Plus que jamais, l’immobilier apparaît comme une valeur refuge. Les professionnels du secteur, tels Jean-Marc TORROLLION, président de la FNAIM[2], clament en général que le marché de la pierre est sain. L’offre a bien tendance à se réduire, mais cela provient vraisemblablement d’un attentisme des propriétaires qui se montrent prudents en raison des incertitudes actuelles. En parallèle, les restrictions mises en place par les banques (sur la recommandation des autorités financières) et la possibilité d’un ralentissement économique prochain réduisent également la demande. M.TORROLLION rappelle d’ailleurs qu’en 2008, les prix des biens immobiliers ne s’étaient pas effondrés en France, en dépit de la crise financière. 

Néanmoins, même si la déconnexion entre bourse et immobilier est un fait, on peut se demander comment les prix de l’immobilier se comporteront à moyen terme. En province, les prix évoluent de manière modérée depuis plusieurs années.

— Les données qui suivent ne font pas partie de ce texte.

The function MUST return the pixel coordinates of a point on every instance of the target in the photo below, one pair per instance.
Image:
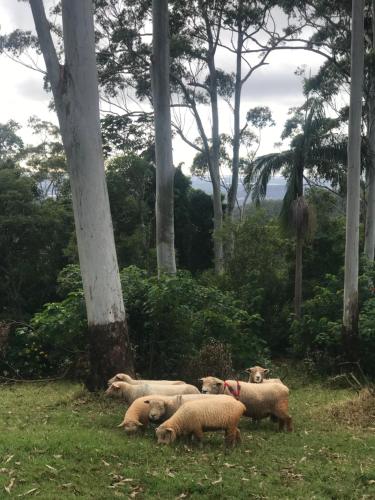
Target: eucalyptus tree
(74, 86)
(331, 22)
(163, 138)
(314, 148)
(350, 310)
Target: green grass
(58, 442)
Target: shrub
(214, 358)
(169, 319)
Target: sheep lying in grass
(257, 375)
(123, 377)
(195, 417)
(261, 400)
(137, 415)
(130, 392)
(161, 409)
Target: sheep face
(132, 427)
(114, 390)
(257, 374)
(157, 409)
(212, 385)
(119, 377)
(165, 435)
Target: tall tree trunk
(298, 277)
(163, 139)
(232, 195)
(370, 212)
(215, 170)
(75, 91)
(350, 314)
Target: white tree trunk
(163, 139)
(370, 212)
(75, 90)
(350, 313)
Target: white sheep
(261, 400)
(195, 417)
(257, 375)
(123, 377)
(130, 392)
(161, 409)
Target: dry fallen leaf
(9, 459)
(33, 490)
(10, 485)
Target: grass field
(59, 442)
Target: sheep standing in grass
(161, 409)
(257, 375)
(123, 377)
(130, 392)
(196, 417)
(261, 400)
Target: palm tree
(314, 147)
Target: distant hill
(275, 189)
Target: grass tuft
(58, 441)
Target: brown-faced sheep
(160, 410)
(257, 375)
(130, 392)
(196, 417)
(136, 417)
(123, 377)
(261, 400)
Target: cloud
(32, 89)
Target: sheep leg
(231, 434)
(281, 412)
(198, 436)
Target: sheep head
(256, 374)
(165, 435)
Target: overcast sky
(274, 85)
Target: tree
(163, 138)
(75, 90)
(370, 213)
(313, 147)
(350, 311)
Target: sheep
(195, 417)
(161, 409)
(257, 374)
(261, 400)
(137, 415)
(123, 377)
(131, 392)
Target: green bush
(169, 320)
(317, 335)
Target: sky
(275, 85)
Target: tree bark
(298, 277)
(215, 170)
(350, 310)
(163, 139)
(232, 195)
(75, 91)
(370, 212)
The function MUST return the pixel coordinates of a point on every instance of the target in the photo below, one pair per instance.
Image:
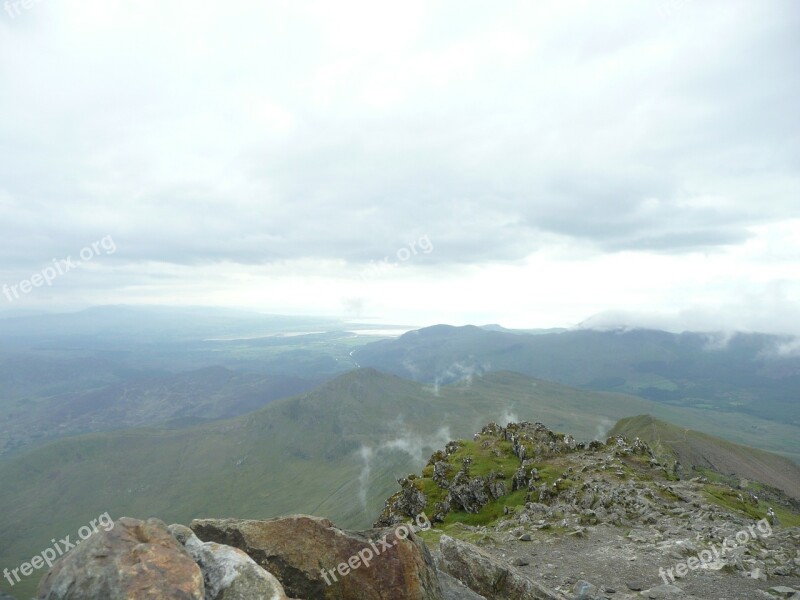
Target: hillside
(696, 451)
(166, 400)
(594, 521)
(743, 387)
(335, 451)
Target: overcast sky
(530, 163)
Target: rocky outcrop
(133, 560)
(314, 559)
(228, 573)
(488, 576)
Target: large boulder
(488, 576)
(134, 560)
(314, 559)
(228, 572)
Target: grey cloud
(606, 141)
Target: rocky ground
(518, 513)
(613, 523)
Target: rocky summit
(515, 513)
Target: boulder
(488, 576)
(314, 559)
(453, 589)
(133, 560)
(230, 574)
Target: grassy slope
(697, 449)
(743, 377)
(304, 454)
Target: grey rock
(110, 565)
(584, 590)
(664, 590)
(488, 576)
(782, 591)
(230, 574)
(180, 533)
(453, 589)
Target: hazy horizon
(535, 165)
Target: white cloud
(565, 158)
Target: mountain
(335, 451)
(515, 512)
(163, 401)
(738, 380)
(521, 503)
(696, 451)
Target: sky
(529, 163)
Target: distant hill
(335, 451)
(739, 381)
(163, 401)
(694, 449)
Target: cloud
(272, 141)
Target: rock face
(487, 576)
(134, 560)
(469, 493)
(314, 559)
(228, 573)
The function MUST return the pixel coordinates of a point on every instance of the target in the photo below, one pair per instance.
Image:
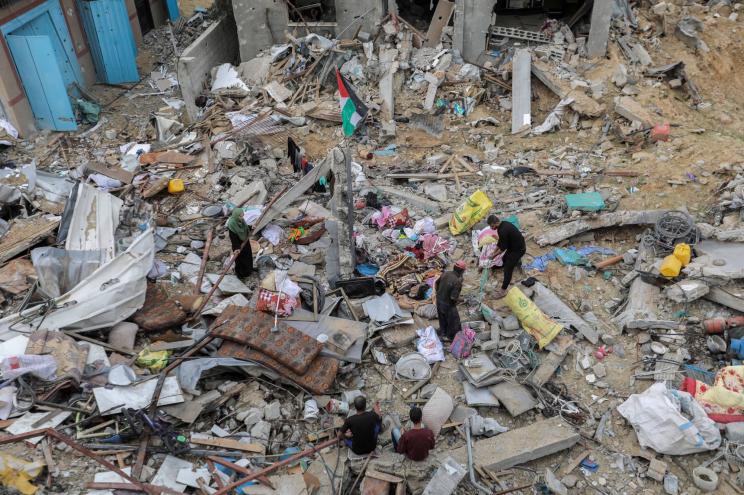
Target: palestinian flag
(353, 110)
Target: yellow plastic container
(683, 253)
(176, 186)
(671, 266)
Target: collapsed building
(151, 342)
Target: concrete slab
(515, 397)
(216, 45)
(521, 90)
(521, 445)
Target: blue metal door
(111, 40)
(42, 79)
(173, 12)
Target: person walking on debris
(511, 243)
(238, 230)
(415, 443)
(360, 430)
(448, 288)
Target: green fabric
(237, 225)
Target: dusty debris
(364, 167)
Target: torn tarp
(107, 296)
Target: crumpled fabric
(724, 400)
(670, 422)
(540, 263)
(434, 245)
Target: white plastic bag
(425, 226)
(429, 344)
(656, 416)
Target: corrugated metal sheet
(94, 222)
(111, 40)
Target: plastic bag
(17, 473)
(41, 366)
(425, 226)
(276, 303)
(470, 212)
(153, 360)
(429, 344)
(532, 319)
(656, 416)
(462, 343)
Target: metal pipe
(275, 466)
(471, 471)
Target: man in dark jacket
(511, 243)
(361, 429)
(416, 442)
(448, 288)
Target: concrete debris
(237, 263)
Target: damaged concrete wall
(215, 46)
(260, 23)
(476, 15)
(347, 12)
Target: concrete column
(472, 19)
(216, 45)
(599, 31)
(251, 17)
(521, 90)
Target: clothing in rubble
(238, 231)
(511, 242)
(364, 429)
(448, 288)
(414, 444)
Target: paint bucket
(176, 186)
(716, 344)
(714, 325)
(670, 267)
(737, 346)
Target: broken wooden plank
(550, 364)
(725, 298)
(582, 103)
(112, 171)
(227, 443)
(281, 204)
(627, 107)
(553, 306)
(521, 445)
(573, 463)
(614, 219)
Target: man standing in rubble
(448, 288)
(360, 430)
(415, 443)
(511, 243)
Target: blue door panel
(42, 81)
(43, 26)
(111, 40)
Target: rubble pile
(197, 305)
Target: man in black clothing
(448, 288)
(511, 243)
(362, 428)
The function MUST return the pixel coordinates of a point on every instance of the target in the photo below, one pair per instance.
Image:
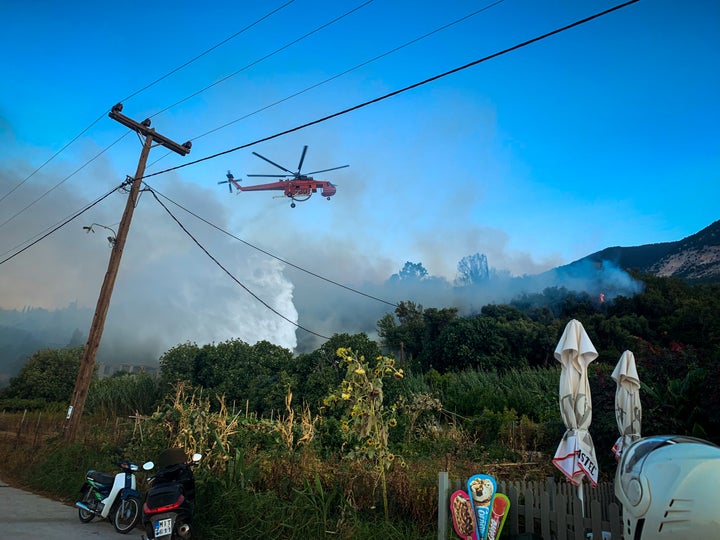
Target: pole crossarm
(87, 363)
(144, 129)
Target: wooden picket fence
(545, 510)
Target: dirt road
(27, 516)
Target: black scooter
(170, 501)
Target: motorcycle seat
(101, 477)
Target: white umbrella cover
(575, 455)
(628, 411)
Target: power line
(251, 64)
(268, 306)
(61, 225)
(358, 66)
(394, 304)
(41, 197)
(168, 74)
(400, 91)
(236, 34)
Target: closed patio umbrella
(575, 455)
(628, 411)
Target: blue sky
(603, 135)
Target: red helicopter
(298, 188)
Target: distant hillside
(695, 258)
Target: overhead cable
(358, 66)
(397, 92)
(171, 72)
(61, 225)
(251, 64)
(394, 304)
(268, 306)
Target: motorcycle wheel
(85, 515)
(127, 515)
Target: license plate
(163, 527)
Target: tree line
(671, 326)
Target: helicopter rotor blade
(273, 163)
(326, 170)
(228, 183)
(302, 158)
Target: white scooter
(668, 487)
(111, 497)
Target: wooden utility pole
(87, 364)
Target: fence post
(443, 504)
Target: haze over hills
(695, 258)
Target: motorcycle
(170, 501)
(111, 497)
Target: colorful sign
(481, 489)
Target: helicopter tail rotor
(230, 181)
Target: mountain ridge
(695, 258)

En revanche, il n’en va pas de même à Paris et dans les grandes villes, à propos desquelles certains analystes d’UBS ou de Standard & Poor’s n’hésitent pas à parler de bulles immobilières. L’immobilier ne pourra demeurer une valeur refuge si les prix deviennent trop élevés. 

Selon certains économistes, ce seuil est déjà atteint. Ainsi, au mois de janvier, l’économiste Marc TOUATI avait estimé que les prix de l’immobilier étaient surévalués de 20%. En novembre, le même économiste[3] avertissait déjà d’une possible correction.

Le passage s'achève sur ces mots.